As many of you have also heard the sagging economy and the growing demand to meet shareholder expectations have forced many holding companies, and by proxy, their ad agencies, to cut unnecessary expenses and contract their staffing.
In light of these painful measures and in the desire to keep everyone here at Rich Siegel Worldwide gainfully employed, we have decided to suspend this year's trip to southern France.
Before the groaning starts let's stop and consider the consequences.
Sure, it would be nice to soak up the sunshine at Les Rochers while nibbling on stinky cheese and sipping on a $500 bottle of Louis Roederer, but it would leave an awful aftertaste knowing that it came at the expense of someone's mortgage and/or tuition payment.

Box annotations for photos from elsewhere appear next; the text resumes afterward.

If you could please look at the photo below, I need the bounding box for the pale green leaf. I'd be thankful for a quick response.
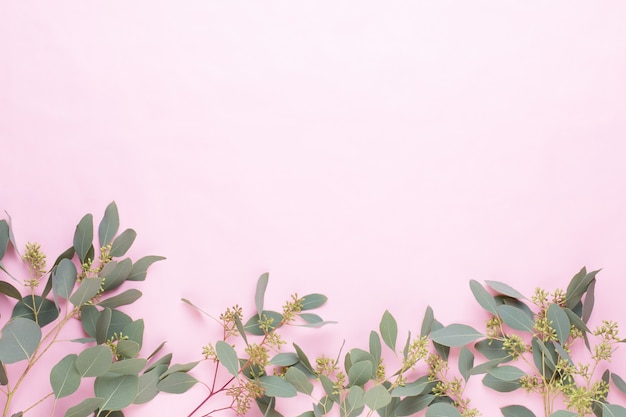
[50,354,80,398]
[498,305,535,333]
[258,375,297,398]
[157,372,198,394]
[0,317,41,364]
[65,398,104,417]
[98,201,120,247]
[430,324,484,347]
[365,385,392,410]
[426,403,462,417]
[215,340,239,376]
[75,345,113,377]
[93,375,139,411]
[500,405,536,417]
[285,367,313,395]
[379,310,398,351]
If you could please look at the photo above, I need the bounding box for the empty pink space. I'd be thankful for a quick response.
[0,1,626,417]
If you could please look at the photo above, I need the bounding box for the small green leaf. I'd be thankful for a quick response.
[489,365,526,381]
[485,281,526,299]
[254,272,270,317]
[602,403,626,417]
[133,371,159,404]
[93,375,139,411]
[302,294,328,311]
[611,372,626,394]
[65,398,104,417]
[483,374,521,392]
[109,229,137,258]
[258,375,297,398]
[285,368,313,395]
[500,405,536,417]
[0,281,22,300]
[459,346,474,382]
[109,358,148,375]
[270,352,300,366]
[70,277,102,307]
[11,295,59,327]
[426,403,462,417]
[157,372,198,394]
[430,324,484,347]
[470,280,498,316]
[98,201,120,247]
[75,345,113,377]
[370,330,382,363]
[420,306,435,337]
[98,288,142,308]
[394,394,435,417]
[100,259,133,291]
[498,305,535,333]
[0,317,41,364]
[348,361,374,385]
[215,340,239,376]
[74,214,93,263]
[391,375,436,397]
[365,385,391,410]
[52,259,76,300]
[548,304,570,345]
[126,255,165,281]
[50,354,80,399]
[379,310,398,351]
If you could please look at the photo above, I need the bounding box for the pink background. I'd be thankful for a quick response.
[0,0,626,416]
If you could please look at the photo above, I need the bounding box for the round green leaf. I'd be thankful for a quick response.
[0,317,41,364]
[75,345,113,377]
[50,354,80,398]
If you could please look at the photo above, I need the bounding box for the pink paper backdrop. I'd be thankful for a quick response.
[0,0,626,416]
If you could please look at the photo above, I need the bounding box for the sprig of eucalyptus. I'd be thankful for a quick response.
[183,273,332,417]
[0,202,186,417]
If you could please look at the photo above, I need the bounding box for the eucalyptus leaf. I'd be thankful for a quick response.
[258,375,297,398]
[98,288,142,308]
[459,346,474,382]
[498,305,535,333]
[548,304,570,345]
[285,367,313,395]
[302,294,328,311]
[488,365,526,381]
[270,352,300,366]
[215,340,239,376]
[109,229,137,258]
[0,281,22,300]
[50,354,80,399]
[52,259,77,300]
[470,280,498,316]
[65,398,104,417]
[93,375,139,411]
[70,277,102,307]
[11,295,59,327]
[0,317,41,364]
[420,306,435,337]
[74,214,93,263]
[394,394,435,417]
[426,403,462,417]
[348,361,374,385]
[430,324,484,347]
[75,345,113,377]
[500,405,536,417]
[157,372,198,394]
[126,255,165,281]
[379,310,398,351]
[98,201,120,247]
[365,385,391,410]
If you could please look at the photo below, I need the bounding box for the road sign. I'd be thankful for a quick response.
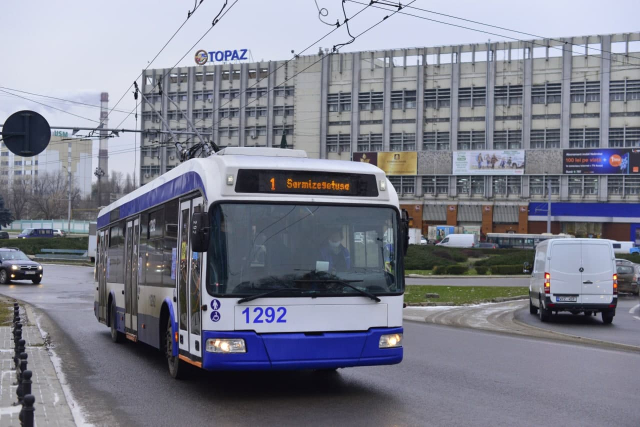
[2,110,51,157]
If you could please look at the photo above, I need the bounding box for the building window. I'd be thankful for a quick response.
[458,86,487,108]
[609,128,640,147]
[388,176,416,194]
[531,129,560,150]
[422,176,449,196]
[494,85,522,107]
[424,88,451,110]
[458,130,487,150]
[529,175,560,197]
[569,128,600,148]
[358,133,382,151]
[609,79,640,102]
[389,132,416,151]
[358,92,384,111]
[327,92,351,113]
[274,86,295,98]
[422,131,451,151]
[493,129,522,150]
[571,81,600,104]
[531,82,562,105]
[391,90,416,110]
[327,133,351,153]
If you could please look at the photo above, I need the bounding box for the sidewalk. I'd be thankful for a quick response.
[0,298,76,426]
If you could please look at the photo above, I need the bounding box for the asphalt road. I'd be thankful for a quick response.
[405,276,529,287]
[515,295,640,350]
[0,266,640,426]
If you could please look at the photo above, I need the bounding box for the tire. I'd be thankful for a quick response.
[0,270,11,285]
[164,317,186,380]
[538,298,551,323]
[109,302,124,343]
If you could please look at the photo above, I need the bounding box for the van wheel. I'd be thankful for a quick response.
[538,298,551,322]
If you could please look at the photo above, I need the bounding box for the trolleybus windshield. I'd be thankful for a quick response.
[207,203,403,297]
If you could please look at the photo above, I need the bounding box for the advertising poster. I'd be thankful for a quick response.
[453,150,525,175]
[353,151,418,175]
[562,148,640,175]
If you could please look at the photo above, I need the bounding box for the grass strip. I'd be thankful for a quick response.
[404,285,529,305]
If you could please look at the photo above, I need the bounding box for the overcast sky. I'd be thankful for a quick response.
[0,0,640,182]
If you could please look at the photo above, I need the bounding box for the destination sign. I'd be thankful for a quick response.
[236,169,378,197]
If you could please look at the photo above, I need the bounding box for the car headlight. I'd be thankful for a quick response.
[206,338,247,353]
[378,334,402,348]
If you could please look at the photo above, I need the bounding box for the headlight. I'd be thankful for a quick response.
[207,338,247,353]
[378,334,402,348]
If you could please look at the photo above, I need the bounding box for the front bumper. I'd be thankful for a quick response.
[202,328,403,370]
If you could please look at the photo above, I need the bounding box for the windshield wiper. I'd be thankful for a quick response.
[238,287,308,304]
[293,279,380,302]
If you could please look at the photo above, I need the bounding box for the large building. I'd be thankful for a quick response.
[140,33,640,240]
[0,131,93,197]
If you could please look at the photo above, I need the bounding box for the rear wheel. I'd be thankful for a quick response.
[110,302,123,343]
[538,298,551,322]
[164,317,184,379]
[0,270,11,285]
[602,311,614,325]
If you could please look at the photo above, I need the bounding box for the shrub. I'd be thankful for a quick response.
[446,265,469,275]
[491,265,523,275]
[476,265,489,275]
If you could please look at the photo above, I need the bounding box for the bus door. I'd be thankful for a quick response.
[177,197,203,357]
[98,229,109,322]
[124,218,140,332]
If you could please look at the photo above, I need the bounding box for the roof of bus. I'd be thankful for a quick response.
[98,147,397,227]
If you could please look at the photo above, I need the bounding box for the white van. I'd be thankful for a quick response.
[525,239,618,324]
[436,234,478,248]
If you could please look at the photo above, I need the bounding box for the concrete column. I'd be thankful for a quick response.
[382,52,393,151]
[522,43,533,150]
[351,52,360,153]
[560,39,573,148]
[449,46,462,149]
[485,43,496,150]
[264,61,278,147]
[416,55,425,152]
[320,54,333,159]
[600,35,611,147]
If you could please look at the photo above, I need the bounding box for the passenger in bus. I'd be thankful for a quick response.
[320,228,351,272]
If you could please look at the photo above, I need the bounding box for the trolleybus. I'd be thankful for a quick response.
[94,147,408,377]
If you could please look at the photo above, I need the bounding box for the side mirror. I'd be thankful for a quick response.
[401,209,409,255]
[190,212,209,252]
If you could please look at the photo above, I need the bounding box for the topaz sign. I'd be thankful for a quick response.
[195,49,249,65]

Sure, it would be fun to turn up the collars on our polo shirts, don a fedora and hang out at the Gutter Bar drinking 100-year old single malt whisky while puffing on a Don Arturo Edicion Aniversario, but it would also be a little tone deaf knowing the account coordinator, who worked so tirelessly this past year, is now slinging and singing at the local Cold Stone Creamery.
And yes, it would be great to pal around with a bunch of hard-drinking, hard-body Brazilians who've made a career out of flashy ads for condoms, bubble gum and novelty socks, but have never faced the daunting challenge of a bank ad or a dealer sales event.
However, the pain of pink slipping so many good decent people makes all that impossible.
However, the pain of pink slipping so many good decent people makes all that impossible.
We here at Rich Siegel Worldwide want to go to Cannes in the worst possible way.
But out of respect and prudence, we also recognize that going to Cannes would be the worst possible decision.